1
votes

I configured event-time processing and have a connected stream with a CoFlatMapFunction. I am writing a test case but I am seeing that the FlatMapFunction does not invoke its methods flatMap1() and flatMap2() with events in event-time order.

Some pseudocode to clarify

env.setStreamTimeCharacteristic(TimeCharacteristic.EventTime)

env.setParallelism(1)

DataStream<Integer> evenStream = env.addSource(new SourceFunction<Integer>(){
         public void run(SourceContext<Integer> ctxt){
                for (i=0; i < 20; i=i+2){
                     ctxt.collectWithTimestamp(i, i);
                     ctxt.emitWatermark(i);
                } 
         }
 }
 )
DataStream<Integer> oddStream  = env.addSource(new SourceFunction<Integer>(){
         public void run(SourceContext<Integer> ctxt){
                for (i=1; i < 21; i=i+2){
                     ctxt.collectWithTimestamp(i, i); // Using i as timestamp and watermark for this sample code, but in real code, I am using using timestamp of real event 
                     ctxt.emitWatermark(i);
                } 
         }
 }
 )

evenStream
   .connect(oddStream)
   .flatMap(new CoFlatMapFunction<Integer, Integer, Integer>(){

        public void flatMap1(Integer evenNumber, Collector<Integer> out){                  
               System.out.println(evenNumber);
        }
        public void flatMap2(Integer oddNumber, Collector<Integer> out){
               System.out.println(oddNumber);
        }

   }
   );

When I run this, I expect it to print:

0,1,2,3,4....21

This is because I am setting the timestamp of even and odd numbers alternatively. In other words, 0 has the lowest timestamp, followed by 1, followed by 2 etc.

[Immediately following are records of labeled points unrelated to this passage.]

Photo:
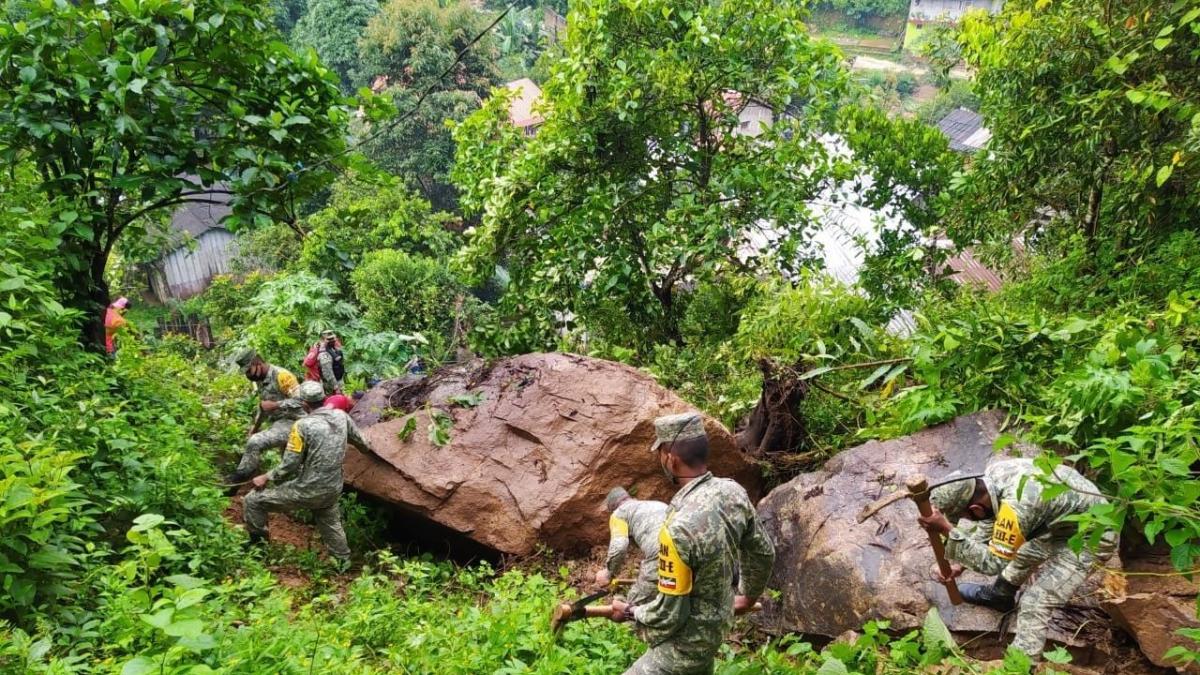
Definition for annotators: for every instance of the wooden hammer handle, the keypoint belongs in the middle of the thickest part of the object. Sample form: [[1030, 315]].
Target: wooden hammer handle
[[595, 610], [918, 489]]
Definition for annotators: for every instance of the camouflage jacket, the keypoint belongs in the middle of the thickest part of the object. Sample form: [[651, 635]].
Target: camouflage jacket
[[328, 377], [994, 547], [639, 523], [312, 461], [709, 530], [280, 386]]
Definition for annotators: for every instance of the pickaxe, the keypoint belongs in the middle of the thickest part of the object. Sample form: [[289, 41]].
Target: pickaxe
[[917, 489], [567, 613]]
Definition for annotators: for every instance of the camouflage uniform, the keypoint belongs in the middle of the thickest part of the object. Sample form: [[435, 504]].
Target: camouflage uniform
[[312, 477], [328, 376], [279, 386], [1027, 533], [637, 521], [709, 529]]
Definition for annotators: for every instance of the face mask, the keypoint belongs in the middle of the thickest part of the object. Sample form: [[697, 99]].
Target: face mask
[[666, 472]]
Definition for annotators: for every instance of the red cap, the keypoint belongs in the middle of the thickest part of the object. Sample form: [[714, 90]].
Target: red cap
[[339, 401]]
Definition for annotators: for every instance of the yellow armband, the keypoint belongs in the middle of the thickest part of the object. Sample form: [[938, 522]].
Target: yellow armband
[[617, 526], [675, 575], [1006, 535], [295, 443]]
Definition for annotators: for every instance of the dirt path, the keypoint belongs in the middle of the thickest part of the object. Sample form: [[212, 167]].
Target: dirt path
[[863, 63]]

But it is printing all even numbers first followed by odd numbers.

In summary, I expected flatMap1() and flatMap2() to be called in the order of timestamps I set in the events. But that's not happening.

1

1 Answers

0
votes

Flink's co-functions (functions on connected streams) do not give guarantees in which order their methods are called. The methods (e.g., flatMap1() and flatMap2()) are called whenever an event is available from either input. In your example, the amount of data that the even source generates is too small such that all data is already processed when the odd numbers arrive.

So, how does event-time processing work for co-functions?

The watermarks of the co-function is always the minimum watermark of both inputs. For a CoFlatMapFunction this is not really important, because you can neither read the current watermark nor the timestamps of the records. However, with a CoProcessFunction you have access to both and can register timers that are called when the watermark reaches a certain point in time. If you want to sort the out-going stream on event time, you need to buffer incoming events (in state) and when the watermark progresses, you can emit all records in order up to the time over the watermark.